BOSTON — Genital herpes is a recurrent, lifelong viral disease. This is the one thing that patients and providers don't like to say, but there's no way around it, Laura J. Mulcahy said at a conference on contraceptive technology sponsored by Contemporary Forums.
Other difficult truths about infection with herpes simplex virus (HSV) type 2? The overwhelming majority of people infected with the virus don't know that they have it, and people with asymptomatic or unrecognized disease shed the virus intermittently in the genital tract, said Ms. Mulcahy, a certified family nurse practitioner who is assistant medical director of the STD Center for Excellence at Montefiore Medical Center in New York.
“When we ask patients prior to screening for HSV-2 if they have a history of genital herpes … about 90% of those who ultimately test positive for HSV-2 antibodies reported having no history or symptoms of the infection,” she said. This underrecognition can be attributed to the fact that the leading cause of HSV-2 infection is asymptomatic shedding of the virus.
“There is a misperception and some clinicians are still telling patients that the infection is spread only through [HSV-2] sores. This is absolutely not true. The virus can shed even when the skin looks normal, and that's when most infections occur,” she said.
Patient education about asymptomatic disease is critical to an effective screening protocol. Ms. Mulcahy stressed that patients who come in for STD screening are told that, “from this day forward, the fact that you or your partner have no symptoms means nothing; the fact that you and your partner look fine means nothing; and the fact that you or your partner had a negative screen 6 months ago, if you've had partners in the interim, means nothing.”
Another factor contributing to the high rate of unrecognized disease is that many patients who have been screened for STDs believe they have been tested for genital herpes. “A complete STD screen does not include testing for herpes. Many patients believe they are being tested for everything. If their STD screen is negative, they assume that means they don't have herpes,” said Ms. Mulcahy.
“Clinicians who don't routinely screen for herpes [as part of an STD screening protocol] must inform patients that they are not being tested and chart that in the patient record so there is no confusion,” she said.
If a patient asks to be screened for HSV-2, then several points need to be addressed before testing, Ms. Mulcahy stressed:
▸ The absence of symptoms does not predict a negative screen.
▸ In patients with lesions, a herpes culture has low sensitivity, especially as lesions heal. As such, a negative culture does not rule out HSV-2.
▸ In the event of a positive HSV-2 test in an asymptomatic person, it is not possible to determine how long the virus has been present, when or whether they will have outbreaks, or whether they will ever have a problem with herpes.

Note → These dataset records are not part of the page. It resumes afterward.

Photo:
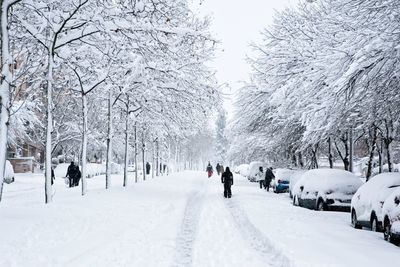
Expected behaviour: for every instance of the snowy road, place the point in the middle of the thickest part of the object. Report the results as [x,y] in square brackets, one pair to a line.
[177,220]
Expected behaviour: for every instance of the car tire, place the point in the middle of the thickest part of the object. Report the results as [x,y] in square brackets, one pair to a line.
[374,224]
[387,233]
[354,221]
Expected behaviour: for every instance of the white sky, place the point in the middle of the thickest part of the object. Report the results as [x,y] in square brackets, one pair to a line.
[236,24]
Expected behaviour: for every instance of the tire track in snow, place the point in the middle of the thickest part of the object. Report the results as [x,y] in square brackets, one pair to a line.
[256,239]
[189,228]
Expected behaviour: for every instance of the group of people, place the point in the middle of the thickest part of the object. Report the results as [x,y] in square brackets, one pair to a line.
[226,178]
[265,178]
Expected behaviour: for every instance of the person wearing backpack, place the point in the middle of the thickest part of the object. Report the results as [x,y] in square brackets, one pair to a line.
[227,180]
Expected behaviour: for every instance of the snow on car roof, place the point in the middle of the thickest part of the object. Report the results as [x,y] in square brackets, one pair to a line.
[329,180]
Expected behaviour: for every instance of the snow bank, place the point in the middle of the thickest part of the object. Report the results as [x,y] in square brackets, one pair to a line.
[371,195]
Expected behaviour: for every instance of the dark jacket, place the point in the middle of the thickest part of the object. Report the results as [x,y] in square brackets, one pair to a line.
[73,171]
[269,175]
[209,168]
[227,178]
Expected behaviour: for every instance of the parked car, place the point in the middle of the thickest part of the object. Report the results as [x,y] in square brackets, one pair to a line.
[254,169]
[367,202]
[282,179]
[326,189]
[242,169]
[9,173]
[391,217]
[294,178]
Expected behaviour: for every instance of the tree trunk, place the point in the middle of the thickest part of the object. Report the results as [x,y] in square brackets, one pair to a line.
[49,126]
[373,135]
[143,157]
[84,144]
[6,62]
[109,143]
[136,168]
[126,148]
[330,156]
[345,157]
[153,161]
[388,139]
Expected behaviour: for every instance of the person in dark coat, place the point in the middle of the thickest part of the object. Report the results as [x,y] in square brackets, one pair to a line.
[227,180]
[209,170]
[269,175]
[52,176]
[72,173]
[77,176]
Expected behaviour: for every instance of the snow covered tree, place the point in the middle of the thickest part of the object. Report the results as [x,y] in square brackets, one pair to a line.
[221,142]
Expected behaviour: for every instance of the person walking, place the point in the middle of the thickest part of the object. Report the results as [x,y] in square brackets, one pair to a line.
[269,175]
[260,177]
[227,180]
[209,170]
[148,167]
[77,176]
[72,173]
[218,167]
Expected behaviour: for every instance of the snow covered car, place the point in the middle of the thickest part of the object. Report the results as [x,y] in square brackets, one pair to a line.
[391,217]
[326,189]
[294,178]
[9,174]
[282,179]
[242,169]
[367,202]
[253,171]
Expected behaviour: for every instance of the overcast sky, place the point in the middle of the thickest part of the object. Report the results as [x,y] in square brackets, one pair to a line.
[236,24]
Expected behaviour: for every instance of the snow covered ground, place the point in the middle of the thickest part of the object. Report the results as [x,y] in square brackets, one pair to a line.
[176,220]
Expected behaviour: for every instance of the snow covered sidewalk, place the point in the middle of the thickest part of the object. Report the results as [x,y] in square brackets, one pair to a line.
[177,220]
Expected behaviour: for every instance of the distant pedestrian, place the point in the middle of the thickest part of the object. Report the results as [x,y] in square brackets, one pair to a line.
[52,176]
[218,168]
[209,170]
[269,175]
[72,173]
[148,167]
[77,177]
[260,177]
[227,180]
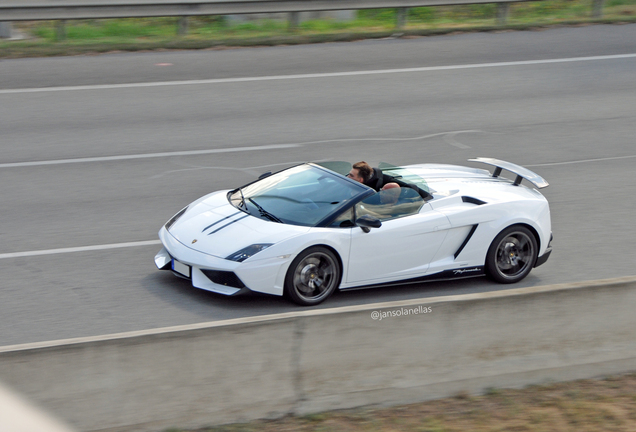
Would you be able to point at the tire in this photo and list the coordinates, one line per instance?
(511, 255)
(313, 276)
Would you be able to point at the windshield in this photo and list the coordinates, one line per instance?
(302, 195)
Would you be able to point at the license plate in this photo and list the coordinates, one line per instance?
(181, 268)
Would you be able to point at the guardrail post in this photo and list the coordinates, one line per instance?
(294, 21)
(597, 8)
(401, 18)
(503, 10)
(5, 29)
(60, 30)
(182, 26)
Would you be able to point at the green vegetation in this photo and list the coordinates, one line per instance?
(579, 406)
(134, 34)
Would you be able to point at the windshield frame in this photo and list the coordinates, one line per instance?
(238, 196)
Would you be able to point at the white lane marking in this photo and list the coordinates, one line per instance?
(222, 150)
(79, 249)
(314, 75)
(582, 161)
(148, 155)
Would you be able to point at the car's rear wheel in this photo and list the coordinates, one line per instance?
(511, 255)
(313, 276)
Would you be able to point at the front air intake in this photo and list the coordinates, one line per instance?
(224, 278)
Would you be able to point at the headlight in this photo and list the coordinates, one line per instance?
(174, 218)
(247, 252)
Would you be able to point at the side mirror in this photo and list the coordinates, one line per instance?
(367, 222)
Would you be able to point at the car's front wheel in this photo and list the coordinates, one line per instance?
(313, 276)
(511, 255)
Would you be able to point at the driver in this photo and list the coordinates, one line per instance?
(372, 177)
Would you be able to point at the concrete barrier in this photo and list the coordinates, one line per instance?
(316, 360)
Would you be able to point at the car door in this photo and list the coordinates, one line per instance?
(400, 249)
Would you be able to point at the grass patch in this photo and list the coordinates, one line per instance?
(579, 406)
(135, 34)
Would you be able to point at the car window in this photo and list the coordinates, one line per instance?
(343, 220)
(390, 204)
(302, 195)
(405, 175)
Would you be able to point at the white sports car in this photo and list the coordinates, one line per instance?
(308, 230)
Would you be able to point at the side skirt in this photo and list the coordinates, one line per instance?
(453, 274)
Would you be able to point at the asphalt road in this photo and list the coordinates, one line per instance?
(96, 165)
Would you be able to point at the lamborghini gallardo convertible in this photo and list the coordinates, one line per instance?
(309, 230)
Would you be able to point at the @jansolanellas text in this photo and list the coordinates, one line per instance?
(419, 310)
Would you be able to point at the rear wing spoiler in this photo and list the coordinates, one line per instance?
(521, 172)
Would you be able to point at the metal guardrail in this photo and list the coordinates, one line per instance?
(33, 10)
(30, 10)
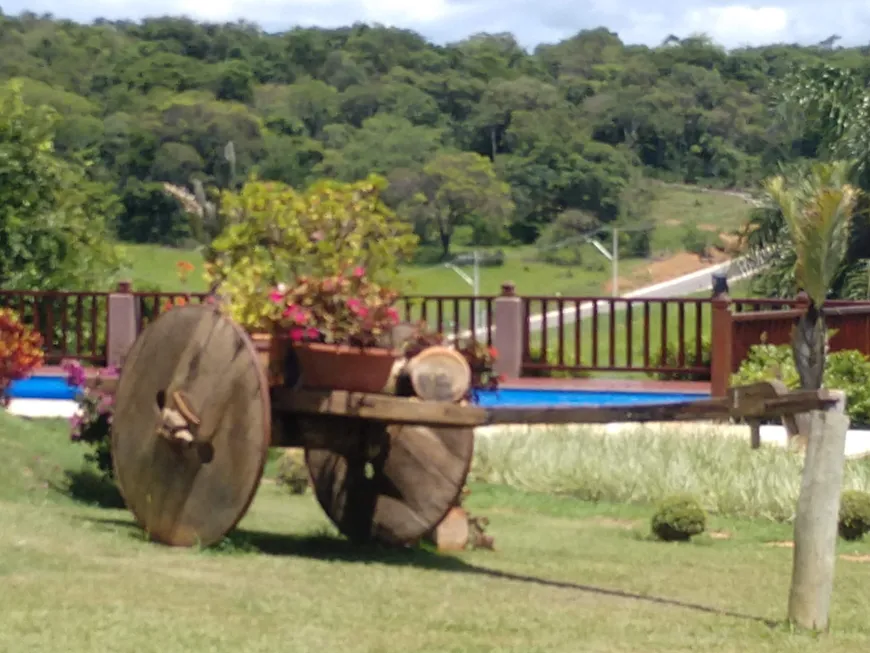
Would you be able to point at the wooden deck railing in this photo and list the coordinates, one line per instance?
(693, 338)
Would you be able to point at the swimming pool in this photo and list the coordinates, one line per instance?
(55, 387)
(548, 397)
(42, 387)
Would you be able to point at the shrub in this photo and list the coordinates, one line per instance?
(854, 519)
(20, 349)
(292, 471)
(93, 422)
(847, 370)
(671, 359)
(678, 518)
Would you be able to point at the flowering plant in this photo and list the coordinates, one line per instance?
(346, 308)
(20, 349)
(93, 421)
(480, 357)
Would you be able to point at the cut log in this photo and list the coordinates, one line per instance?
(453, 532)
(439, 374)
(191, 427)
(388, 483)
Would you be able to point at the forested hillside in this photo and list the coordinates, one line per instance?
(507, 140)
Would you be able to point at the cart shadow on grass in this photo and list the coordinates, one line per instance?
(328, 547)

▸ In the event of a positive HSV-2 test, patients in some states have a legal obligation to inform current and future sexual partners of their infection status before genital to skin contact.

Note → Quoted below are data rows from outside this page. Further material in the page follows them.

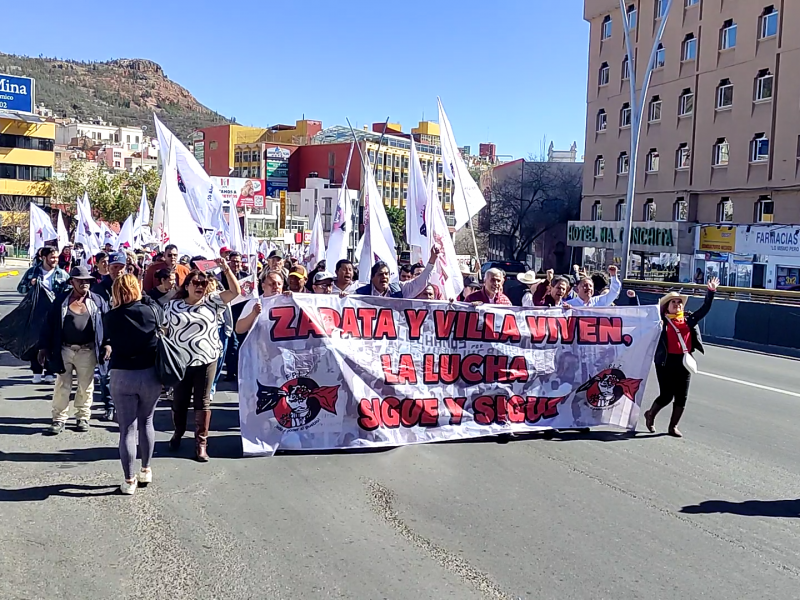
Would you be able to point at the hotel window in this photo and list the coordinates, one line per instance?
(619, 210)
(603, 76)
(764, 82)
(680, 210)
(725, 210)
(649, 212)
(607, 28)
(602, 120)
(623, 164)
(769, 23)
(764, 210)
(625, 116)
(727, 35)
(759, 148)
(689, 50)
(686, 103)
(597, 211)
(661, 57)
(683, 158)
(599, 166)
(724, 94)
(653, 161)
(632, 17)
(654, 112)
(722, 151)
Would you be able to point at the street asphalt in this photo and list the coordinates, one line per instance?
(597, 516)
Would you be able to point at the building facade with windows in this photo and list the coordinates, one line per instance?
(27, 155)
(720, 142)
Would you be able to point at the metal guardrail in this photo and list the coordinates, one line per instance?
(723, 292)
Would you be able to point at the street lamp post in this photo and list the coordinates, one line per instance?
(637, 109)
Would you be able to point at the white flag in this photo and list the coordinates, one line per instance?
(88, 232)
(467, 197)
(40, 229)
(127, 238)
(316, 248)
(235, 228)
(342, 222)
(416, 201)
(377, 243)
(447, 273)
(140, 224)
(61, 231)
(109, 237)
(202, 197)
(177, 226)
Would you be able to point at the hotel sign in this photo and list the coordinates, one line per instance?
(645, 236)
(16, 93)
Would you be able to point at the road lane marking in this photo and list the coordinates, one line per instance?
(750, 384)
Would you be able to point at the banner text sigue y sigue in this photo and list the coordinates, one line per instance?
(293, 323)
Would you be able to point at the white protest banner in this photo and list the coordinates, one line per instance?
(322, 372)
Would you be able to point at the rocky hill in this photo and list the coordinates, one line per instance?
(123, 91)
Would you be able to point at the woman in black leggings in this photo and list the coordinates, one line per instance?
(679, 336)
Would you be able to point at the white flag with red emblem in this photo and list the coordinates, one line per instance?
(41, 229)
(446, 274)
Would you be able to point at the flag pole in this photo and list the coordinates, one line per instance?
(469, 220)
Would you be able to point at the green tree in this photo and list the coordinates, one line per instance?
(114, 195)
(397, 221)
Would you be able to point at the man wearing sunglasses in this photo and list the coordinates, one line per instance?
(170, 263)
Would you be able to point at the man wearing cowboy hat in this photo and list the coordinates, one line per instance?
(72, 339)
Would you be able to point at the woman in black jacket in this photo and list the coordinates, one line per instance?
(679, 336)
(131, 329)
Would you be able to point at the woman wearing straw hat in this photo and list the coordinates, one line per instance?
(680, 337)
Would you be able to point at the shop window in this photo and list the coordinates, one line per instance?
(727, 35)
(764, 210)
(623, 164)
(683, 158)
(625, 116)
(607, 28)
(597, 211)
(619, 211)
(649, 210)
(680, 210)
(725, 211)
(769, 23)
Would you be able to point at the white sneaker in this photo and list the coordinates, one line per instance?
(128, 489)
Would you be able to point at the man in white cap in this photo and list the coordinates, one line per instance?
(323, 283)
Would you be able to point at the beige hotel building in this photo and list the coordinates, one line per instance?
(718, 184)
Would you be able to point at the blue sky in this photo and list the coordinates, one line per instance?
(508, 71)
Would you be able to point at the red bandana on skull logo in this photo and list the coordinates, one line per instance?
(606, 388)
(297, 402)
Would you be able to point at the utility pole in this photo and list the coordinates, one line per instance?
(637, 109)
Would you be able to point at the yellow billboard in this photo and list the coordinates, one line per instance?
(716, 238)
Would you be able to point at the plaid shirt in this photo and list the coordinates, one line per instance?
(481, 296)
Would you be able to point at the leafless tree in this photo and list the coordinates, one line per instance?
(528, 199)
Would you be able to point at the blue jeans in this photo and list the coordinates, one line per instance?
(221, 358)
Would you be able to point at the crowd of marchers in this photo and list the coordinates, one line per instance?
(109, 309)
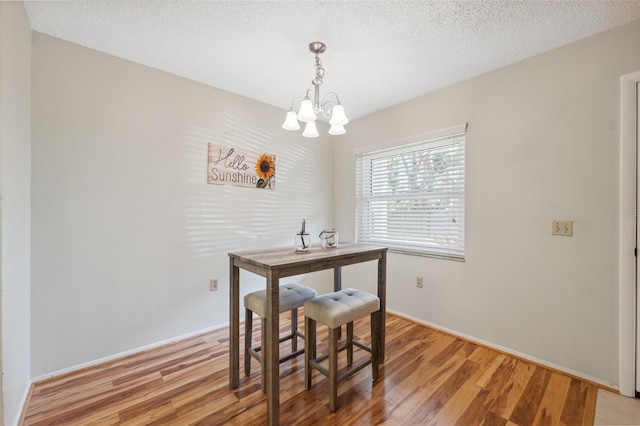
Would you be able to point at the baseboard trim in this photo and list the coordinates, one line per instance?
(25, 403)
(507, 351)
(119, 356)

Counseling patients on these points before testing is imperative. “If you wait until after a positive screen, patients will no longer be listening. They must know what to expect before they hear the word positive,” she said.
Among the tools used to screen for HSV-2, clinical examination and history are insensitive and nonspecific. “Symptoms are easily confused with other conditions or may present atypically, for example, as redness rather than sores,” Ms. Mulcahy said. Viral culture is the most valid test available, despite the high rate of false negatives.
Polymerase chain reaction assays are another diagnostic option. They have increased sensitivity but are not approved by the Food and Drug Administration, nor are they available in all laboratories. Cellular detection methods, including Tzanck test and Pap smear, are not recommended for HSV detection because of their low sensitivity, she said.
Many type-specific serology tests, such as the older enzyme-lined immunoabsorbent assay tests, can result in false-positive results because of problems with cross reactivity. The newer type-specific HSV glycoprotein G1 (HSV-1) and G2 (HSV-2) tests are more reliable, but their sensitivities vary, she said, noting that a positive test should be confirmed with another test to reduce the risk of false-positive diagnoses. The Western blot is the reference standard serology test, but it is not approved and is only available from one laboratory at the University of Washington, Seattle.